Um avanço que pode se tornar referência para o país foi aprovado na Assembleia Legislativa do Acre no último dia 15 de setembro. E quase ninguém ficou sabendo. De autoria do deputado estadual Edvaldo Magalhães (PCdoB), a Lei nº 4.645 (cuja relatoria ficou com o deputado do PSD Eduardo Ribeiro) altera um texto que já havia sido aprovado na mesma Casa em 1994: trata da regulamentação e do transporte das plantas usadas no feitio da ayahuasca. A formalidade do texto jurídico empata o entendimento do avanço. É bom ir à prática.

Manchetes de vários sites locais do dia 1/11/2024: “Homem é detido com meia tonelada de matéria-prima da ayahuasca”; “Em Cruzeiro do Sul, PM realiza apreensão de 50 sacas de cipó que produz chá da ayahuasca sem licença ambiental”.

Quinze dias depois, as manchetes foram renovadas com o seguinte teor: “Polícia faz nova apreensão de matéria-prima da ayahuasca no Acre”.

O conjunto composto pela manchete; a disposição de destaque na página, acompanhada da foto do material apreendido mostra, na prática, como foi necessária essa regulamentação proposta pela Aleac e sancionada pelo Governo do Acre. Esses episódios mais recentes evidenciam também que até mesmo as forças de Segurança não vacilam em criminalizar a ayahuasca.

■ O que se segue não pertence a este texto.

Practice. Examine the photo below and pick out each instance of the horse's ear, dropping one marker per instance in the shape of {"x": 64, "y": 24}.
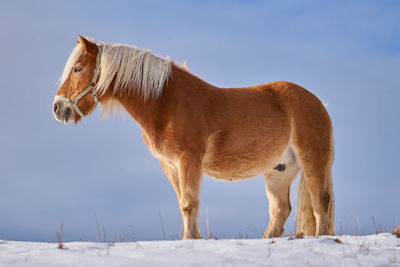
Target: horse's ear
{"x": 87, "y": 45}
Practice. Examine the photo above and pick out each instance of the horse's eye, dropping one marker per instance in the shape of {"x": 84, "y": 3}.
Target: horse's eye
{"x": 78, "y": 69}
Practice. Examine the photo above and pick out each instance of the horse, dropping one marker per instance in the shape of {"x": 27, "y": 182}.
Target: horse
{"x": 195, "y": 128}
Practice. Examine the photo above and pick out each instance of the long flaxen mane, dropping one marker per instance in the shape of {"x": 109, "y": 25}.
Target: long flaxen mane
{"x": 135, "y": 70}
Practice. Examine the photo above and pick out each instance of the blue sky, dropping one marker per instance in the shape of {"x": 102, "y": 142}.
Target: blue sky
{"x": 345, "y": 52}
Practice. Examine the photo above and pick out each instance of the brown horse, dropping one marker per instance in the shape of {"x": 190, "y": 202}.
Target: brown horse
{"x": 193, "y": 127}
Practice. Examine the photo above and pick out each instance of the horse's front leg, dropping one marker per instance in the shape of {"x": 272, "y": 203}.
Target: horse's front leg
{"x": 190, "y": 176}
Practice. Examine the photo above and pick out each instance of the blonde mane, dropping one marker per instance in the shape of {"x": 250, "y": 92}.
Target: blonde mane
{"x": 135, "y": 70}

Antes de apelar para a Assembleia Legislativa do Acre, pessoas que são preocupadas com a defesa do uso da ayahuasca como elemento cultural, espiritual e como parte das identidades de vários povos amazônicos, buscaram apoio no Conselho Estadual de Meio Ambiente. O assunto foi recebido com indiferença. Uma distância que quase andou de mãos dadas com a intolerância.

Atentas, essas lideranças perceberam que havia uma circulação, um movimento muito maior dos insumos para feitio da ayahuasca do que seria necessário para um uso ritualístico de alguns centros na área urbana. Era evidente que aquela regulamentação de 1994 não estava mais dando conta de abarcar o que estava acontecendo no mundo real.

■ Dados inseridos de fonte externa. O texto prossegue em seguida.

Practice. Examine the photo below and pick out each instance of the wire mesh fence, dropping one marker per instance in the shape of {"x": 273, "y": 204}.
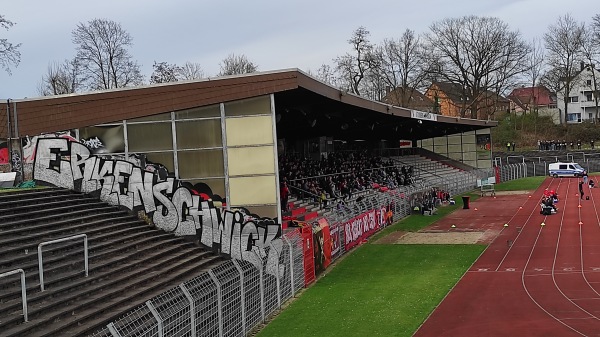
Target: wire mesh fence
{"x": 228, "y": 300}
{"x": 236, "y": 296}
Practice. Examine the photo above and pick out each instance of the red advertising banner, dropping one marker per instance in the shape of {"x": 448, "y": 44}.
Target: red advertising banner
{"x": 309, "y": 259}
{"x": 336, "y": 245}
{"x": 360, "y": 228}
{"x": 327, "y": 244}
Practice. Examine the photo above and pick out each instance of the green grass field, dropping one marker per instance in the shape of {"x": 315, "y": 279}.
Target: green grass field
{"x": 383, "y": 290}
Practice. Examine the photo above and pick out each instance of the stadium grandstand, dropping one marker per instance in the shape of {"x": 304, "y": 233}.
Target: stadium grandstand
{"x": 193, "y": 208}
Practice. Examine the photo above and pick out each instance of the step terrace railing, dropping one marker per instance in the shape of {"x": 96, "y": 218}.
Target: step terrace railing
{"x": 23, "y": 289}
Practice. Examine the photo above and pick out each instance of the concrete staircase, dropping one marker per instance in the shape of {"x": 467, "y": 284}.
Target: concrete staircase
{"x": 129, "y": 263}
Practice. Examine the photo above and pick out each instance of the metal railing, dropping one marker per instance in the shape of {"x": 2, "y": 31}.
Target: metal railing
{"x": 40, "y": 259}
{"x": 23, "y": 289}
{"x": 228, "y": 300}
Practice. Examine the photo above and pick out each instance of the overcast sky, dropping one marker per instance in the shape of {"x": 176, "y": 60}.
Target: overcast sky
{"x": 272, "y": 34}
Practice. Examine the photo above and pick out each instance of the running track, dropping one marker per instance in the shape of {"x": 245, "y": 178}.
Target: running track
{"x": 532, "y": 279}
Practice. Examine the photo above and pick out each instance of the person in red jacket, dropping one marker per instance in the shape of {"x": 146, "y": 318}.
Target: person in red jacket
{"x": 284, "y": 194}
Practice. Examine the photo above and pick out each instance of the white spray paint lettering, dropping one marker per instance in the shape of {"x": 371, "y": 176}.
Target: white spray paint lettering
{"x": 173, "y": 208}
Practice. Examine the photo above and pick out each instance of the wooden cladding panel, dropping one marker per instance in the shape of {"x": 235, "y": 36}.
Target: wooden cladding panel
{"x": 69, "y": 112}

De 1994 pra cá, lá se vão 31 anos. Muita coisa muda em 31 anos. As lideranças de diferentes comunidades ayahuasqueiras estavam preocupadas com a comercialização ilegal dos insumos para feitio do chá em grande escala. Era preciso uma nova movimentação no plano legal para reorganizar minimamente a ordem perdida. Em alguma medida, as manchetes dos jornais revelam que a situação estava saindo do controle.

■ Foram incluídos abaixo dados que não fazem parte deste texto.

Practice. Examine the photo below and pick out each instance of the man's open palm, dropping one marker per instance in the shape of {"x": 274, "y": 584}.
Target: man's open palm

A lei cria um regime de licenciamento, dividido em três categorias: “Reduzidíssimo”, “Reduzido” e “Baixo”. Tudo depende do volume de material. É evidente que as comunidades indígenas não serão afetadas: a quantidade é reduzida e o uso está restrito àquela comunidade. O problema são os centros na área urbana. O foco da lei está aí: no transporte dos insumos para centros ayahuasqueiros nas cidades.

Para cada uma das categorias, há limites de quantidade de insumos a serem transportados e diferentes posturas relacionadas aos órgãos de fiscalização, obedecendo à lógica de “quanto maior a quantidade transportada, mais tarefas e informações a disponibilizar ao órgão fiscalizador”. Neste caso específico, o Instituto de Meio Ambiente do Acre (Imac).

O processo todo foi importante para demonstrar como há pessoas atentas para a defesa da mais genuína expressão cultural do Acre e da Amazônia. E acabaram ajudando a criar uma regulamentação que pode servir de referência para todo o país. O fato de algumas instâncias públicas ainda não terem despertado para a importância disto é até bom: sacode o espírito e exige que ele não permita vacilos. Ponto para a Aleac, que soube ouvir e compreender esse movimento.